With Mail Privacy Protection, whenever a Mail app user receives an email, Apple pre-loads a version of that email to their own proxy servers sometime within a few minutes or a few hours. That triggers the open tracking pixel for that email.
Which means: If you send emails to people using Apple Mail, your open rates will be 100% from those recipients, regardless of whether or not they actually go on to open the email. Apple, in essence, “opened” the email for them behind the scenes.
The ramifications extend beyond open rates as well. You also won’t be able to get reliable data on open times, device data, or IP address-based geolocation from those opens.

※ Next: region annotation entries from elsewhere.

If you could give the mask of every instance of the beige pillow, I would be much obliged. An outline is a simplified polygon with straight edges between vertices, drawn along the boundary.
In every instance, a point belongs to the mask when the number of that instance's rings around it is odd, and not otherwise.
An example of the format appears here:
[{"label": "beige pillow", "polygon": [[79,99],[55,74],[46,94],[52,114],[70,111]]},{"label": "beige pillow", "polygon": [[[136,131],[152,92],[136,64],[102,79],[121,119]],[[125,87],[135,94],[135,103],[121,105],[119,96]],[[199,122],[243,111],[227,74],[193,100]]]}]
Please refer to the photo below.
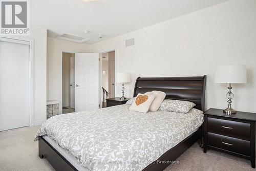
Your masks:
[{"label": "beige pillow", "polygon": [[154,94],[156,97],[154,99],[152,103],[150,106],[150,111],[156,111],[159,109],[161,103],[163,102],[163,100],[165,98],[166,94],[165,93],[163,92],[160,92],[160,91],[153,91],[152,92],[146,92],[146,94]]},{"label": "beige pillow", "polygon": [[153,94],[139,93],[132,105],[129,108],[129,110],[147,113],[155,97],[155,96]]}]

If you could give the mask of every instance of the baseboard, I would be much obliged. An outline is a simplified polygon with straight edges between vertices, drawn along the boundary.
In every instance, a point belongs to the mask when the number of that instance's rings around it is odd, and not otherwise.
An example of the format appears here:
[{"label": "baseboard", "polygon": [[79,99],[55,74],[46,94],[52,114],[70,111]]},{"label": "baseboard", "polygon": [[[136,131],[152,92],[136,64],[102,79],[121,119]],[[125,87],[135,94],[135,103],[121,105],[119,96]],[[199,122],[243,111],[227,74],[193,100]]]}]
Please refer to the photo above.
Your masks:
[{"label": "baseboard", "polygon": [[37,121],[34,122],[34,126],[40,125],[41,125],[46,120],[43,120],[40,121]]}]

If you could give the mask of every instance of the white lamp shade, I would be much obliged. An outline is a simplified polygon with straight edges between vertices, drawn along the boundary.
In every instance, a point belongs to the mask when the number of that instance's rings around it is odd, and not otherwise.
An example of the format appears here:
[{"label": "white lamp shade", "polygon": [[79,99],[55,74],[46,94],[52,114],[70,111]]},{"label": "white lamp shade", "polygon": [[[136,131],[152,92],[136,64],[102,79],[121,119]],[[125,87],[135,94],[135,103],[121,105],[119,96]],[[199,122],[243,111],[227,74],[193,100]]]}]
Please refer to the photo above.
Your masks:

For cold emailers and email marketers who rely on open rate data for A/B testing, measuring the efficacy of campaigns, and improving future campaigns, this isn’t great news.
After all, it’s hard to A/B test which subject line is getting better open rates if Apple is obfuscating the data. It’s hard to send a hyper-specific follow-up campaign to people who opened an email but didn’t reply if opens are inaccurate.
Open rates are a key metric for pro email users… and now they’re less reliable than before.
So what’s a cold emailer to do?
Step one: Don’t panic. Step two: Think about some changes to the ways you interpret and rely on open rate data. We dug into Apple Mail Privacy Protection to see what kind of impact it’s really having on open rates. We also put together some strategies you can employ now that open rates aren’t quite as reliable as they used to be.